I then went online to look at the actual lyrics to see if the song's meaning was as skin deep as I picked up, and to my surprise discovered the opposite, that it was actually a very smart and frankly profound piece of music. Not only does the song have substance but it plays to the audience it designed for, making it all the more sad of an already sad song.
 

MikeyC

Well-known member
I think I need to go on a diet for a while. While I'm by no means 'big', I constantly feel sick because it feels like every pants I wear constrict my organs. And whenever I lean forward I can feel a fold pressing inward. A few days ago I was in quite a lot of pain for a while. Like, internal pain. I could care less for looks, but I can't stand feeling (potentially dangerously) unhealthy.

There isn't enough room in my room to do any kind of exercise unfortunately. I hope that between the diet and a bit more effort at work it'll do the trick.
Dieting is three-quarters of the battle, man. Even minor changes can work. Good luck. :)

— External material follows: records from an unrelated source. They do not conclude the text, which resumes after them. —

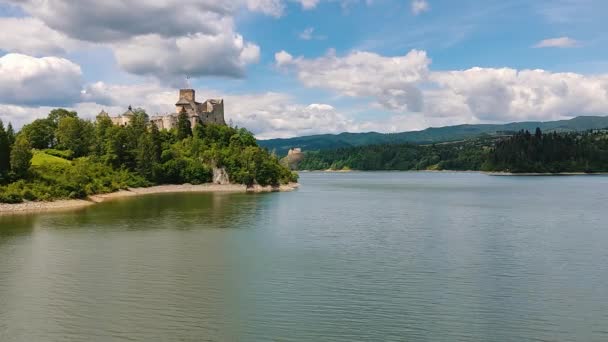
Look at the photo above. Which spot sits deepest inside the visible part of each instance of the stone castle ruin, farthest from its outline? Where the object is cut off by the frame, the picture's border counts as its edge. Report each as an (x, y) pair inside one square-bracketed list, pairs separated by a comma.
[(208, 112)]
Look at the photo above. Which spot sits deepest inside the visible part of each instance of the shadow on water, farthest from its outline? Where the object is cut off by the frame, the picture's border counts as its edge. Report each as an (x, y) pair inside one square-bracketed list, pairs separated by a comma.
[(184, 211)]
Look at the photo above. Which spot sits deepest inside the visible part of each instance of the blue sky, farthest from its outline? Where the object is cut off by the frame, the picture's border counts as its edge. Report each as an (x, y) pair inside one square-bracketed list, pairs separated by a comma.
[(297, 67)]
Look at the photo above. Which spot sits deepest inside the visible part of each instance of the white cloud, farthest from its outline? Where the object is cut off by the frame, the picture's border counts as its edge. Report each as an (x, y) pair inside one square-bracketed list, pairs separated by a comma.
[(273, 8), (308, 4), (167, 39), (225, 54), (561, 42), (307, 34), (391, 81), (113, 20), (283, 58), (406, 86), (419, 6), (26, 80), (499, 95), (31, 36)]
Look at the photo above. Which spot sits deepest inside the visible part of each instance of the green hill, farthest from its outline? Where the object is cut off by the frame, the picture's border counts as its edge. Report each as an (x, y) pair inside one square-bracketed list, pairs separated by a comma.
[(429, 135)]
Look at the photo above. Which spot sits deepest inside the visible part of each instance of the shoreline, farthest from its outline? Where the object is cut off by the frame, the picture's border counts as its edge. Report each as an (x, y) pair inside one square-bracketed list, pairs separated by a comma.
[(63, 205), (488, 173)]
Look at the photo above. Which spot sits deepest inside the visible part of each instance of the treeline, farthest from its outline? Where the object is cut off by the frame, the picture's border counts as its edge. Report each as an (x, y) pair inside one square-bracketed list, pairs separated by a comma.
[(64, 156), (522, 152), (551, 153)]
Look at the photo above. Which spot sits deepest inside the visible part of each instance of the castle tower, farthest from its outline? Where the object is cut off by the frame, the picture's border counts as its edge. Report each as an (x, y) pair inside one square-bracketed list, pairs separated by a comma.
[(187, 94)]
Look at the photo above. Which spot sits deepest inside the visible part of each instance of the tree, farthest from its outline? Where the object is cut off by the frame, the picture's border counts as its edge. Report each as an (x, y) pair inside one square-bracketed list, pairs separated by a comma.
[(57, 114), (75, 135), (157, 140), (184, 128), (21, 157), (40, 133), (102, 126), (147, 156), (10, 133), (538, 134), (5, 152), (116, 152)]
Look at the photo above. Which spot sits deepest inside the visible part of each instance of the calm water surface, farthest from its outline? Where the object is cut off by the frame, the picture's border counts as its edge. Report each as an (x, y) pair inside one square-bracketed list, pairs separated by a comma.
[(348, 257)]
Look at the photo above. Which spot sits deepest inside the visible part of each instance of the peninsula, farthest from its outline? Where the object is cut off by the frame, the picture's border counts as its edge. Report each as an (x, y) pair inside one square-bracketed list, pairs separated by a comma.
[(64, 157)]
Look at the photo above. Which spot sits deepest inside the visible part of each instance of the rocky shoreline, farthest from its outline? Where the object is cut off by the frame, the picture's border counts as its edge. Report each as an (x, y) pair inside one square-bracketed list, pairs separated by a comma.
[(29, 207)]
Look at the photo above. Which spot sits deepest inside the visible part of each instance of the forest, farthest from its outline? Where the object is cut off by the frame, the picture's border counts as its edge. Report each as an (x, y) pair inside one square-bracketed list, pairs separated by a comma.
[(63, 156), (522, 152)]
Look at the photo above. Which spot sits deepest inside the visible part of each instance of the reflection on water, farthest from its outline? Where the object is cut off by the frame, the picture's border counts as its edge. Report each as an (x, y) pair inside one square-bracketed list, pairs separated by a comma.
[(361, 256)]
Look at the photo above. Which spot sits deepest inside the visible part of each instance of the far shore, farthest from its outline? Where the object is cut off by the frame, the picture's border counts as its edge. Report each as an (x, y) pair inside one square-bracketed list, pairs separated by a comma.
[(62, 205), (489, 173)]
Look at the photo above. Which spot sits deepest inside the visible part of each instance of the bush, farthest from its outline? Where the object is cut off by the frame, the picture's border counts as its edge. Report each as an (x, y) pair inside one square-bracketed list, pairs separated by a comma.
[(65, 154)]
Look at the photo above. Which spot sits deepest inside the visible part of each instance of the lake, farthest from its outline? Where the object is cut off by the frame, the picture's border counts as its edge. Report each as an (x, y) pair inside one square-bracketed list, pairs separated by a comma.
[(379, 256)]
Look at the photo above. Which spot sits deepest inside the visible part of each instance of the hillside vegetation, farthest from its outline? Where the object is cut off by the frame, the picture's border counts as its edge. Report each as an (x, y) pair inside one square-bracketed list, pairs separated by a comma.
[(63, 156), (522, 153), (430, 135)]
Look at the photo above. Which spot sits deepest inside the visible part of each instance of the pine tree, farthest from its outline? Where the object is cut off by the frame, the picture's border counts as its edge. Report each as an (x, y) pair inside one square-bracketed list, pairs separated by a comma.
[(21, 157), (5, 152), (184, 128), (157, 141), (10, 133), (146, 156)]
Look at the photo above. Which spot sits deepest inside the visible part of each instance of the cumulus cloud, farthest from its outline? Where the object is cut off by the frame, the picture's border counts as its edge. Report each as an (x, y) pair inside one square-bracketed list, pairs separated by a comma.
[(391, 81), (561, 42), (309, 4), (112, 20), (31, 81), (517, 95), (273, 8), (31, 36), (283, 58), (419, 6), (224, 54), (406, 86), (147, 37)]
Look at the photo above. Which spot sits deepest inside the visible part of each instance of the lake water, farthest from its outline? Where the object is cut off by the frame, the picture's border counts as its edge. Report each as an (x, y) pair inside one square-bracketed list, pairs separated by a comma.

I'm struggling to write an email to someone, I don't know what to write or how should I express myself or how much should I say. Guess I'm just overthinking.
Yeah, I think there's lots of people here, and elsewhere, who agonise over the wording of an email. You'll be okay. Just write out what you want and you can amend as you need to before hitting send. :)
 

springk

Well-known member
I cannot believe i use world's slowest internet connection and still manage to remain addicted to mindless surfing, leaving all my work.